Obviamente sólo por seguir la convención de respetar un género, La cámara oculta forma parte de una colección para chicos a partir de los doce años. No sobresaltaría en una colección común de narrativa argentina, aunque la cronista se desilusione con ese final que rompe el relato realista e incluso llega a dar pataditas infanto-seniles bajo la mesa hasta sobresaltar a Borges y derramar el té que está tomando Silvia en el plato y repitiendo: “Pero yo esperaba que se encontrara con el padre, que todos fueran a Mar del Plata al hotel del Sindicato de Camioneros, o que Tamara consiguiera meter al chico paralítico de la biblioteca en la tira ‘Zapatillas rotas’, o que a ella también le viniera la menstruación y le crecieran las tetas y ya no fuera necesaria la cirugía, y que María Inés Villa fuera al psicólogo...”.
–No creo que la literatura infantil tenga que ser ejemplificadora. Además, respecto del final, donde no se diferencia ficción de realidad (dentro del libro, por supuesto), puede decirse que hoy esas fronteras son cada vez más difusas. Como en el reality, la ficción forma parte de la realidad.

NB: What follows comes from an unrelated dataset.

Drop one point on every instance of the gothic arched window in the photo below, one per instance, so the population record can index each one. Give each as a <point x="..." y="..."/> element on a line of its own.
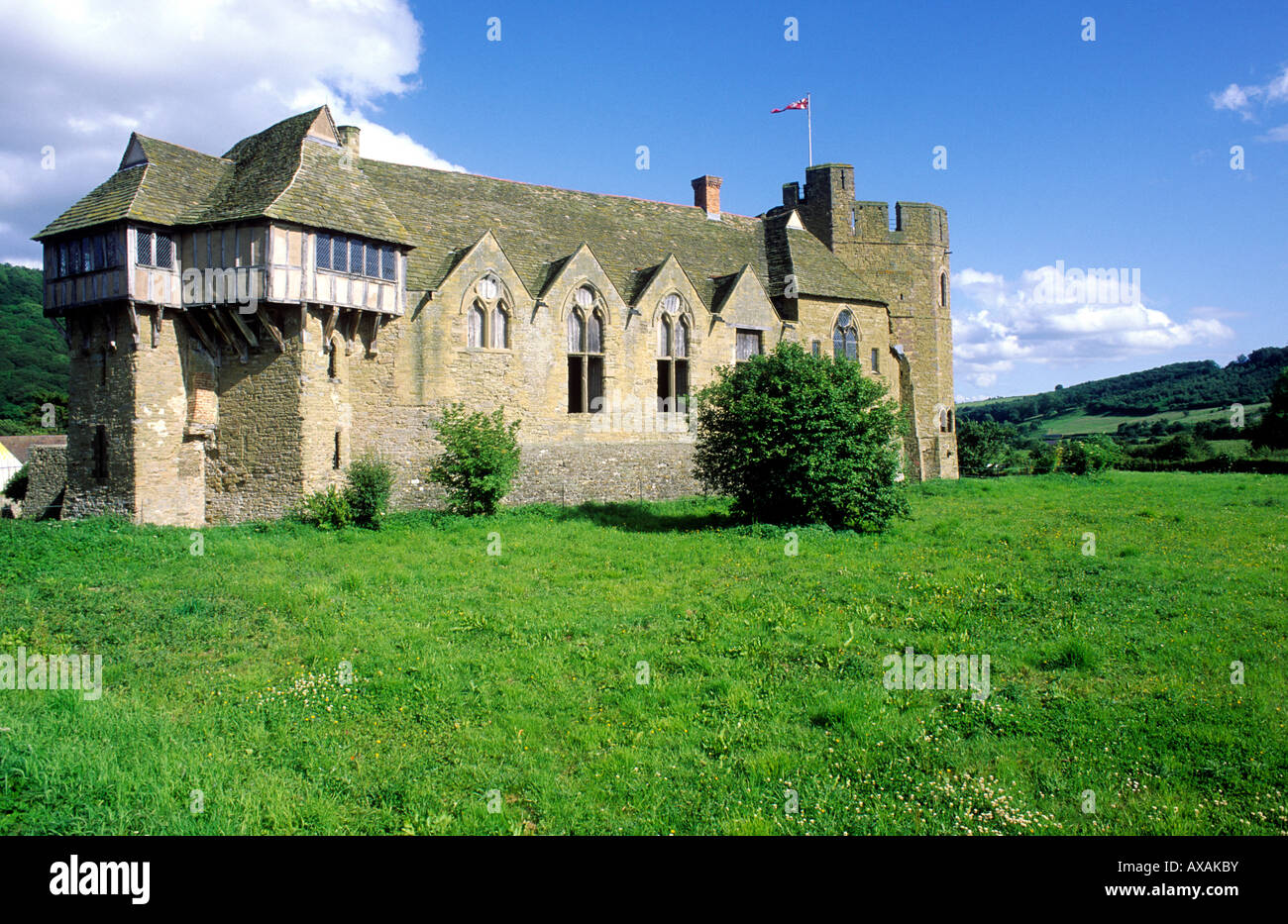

Cuando Silvia Schujer escribe, Borges descansa a sus pies y, por un extraño mimetismo, cuando ella se levanta y se despereza luego de una tarde entera de trabajo, él parece agotado como si el autor fuera él. Entonces, tal vez influido por lo que “sabe” de la obra, posa para las fotografías por lo menos como un chico actor. Ya no confunde como cuando era cachorro la cámaras con un arma y elige apoyar la mandíbula en el pantalón de su dueña, mirar a cámara o girar la cabeza como si buscara el perfil más adecuado. Ya totalmente infantilizada, la cronista pide un ejemplar de La abuela electrónica –el libro preferido de Silvia Schujer, aunque hace mucho que lo escribió–, se lo mete en la cartera y se va saltando sobre Borges, fingiendo no recordar que no tiene hijos pequeños.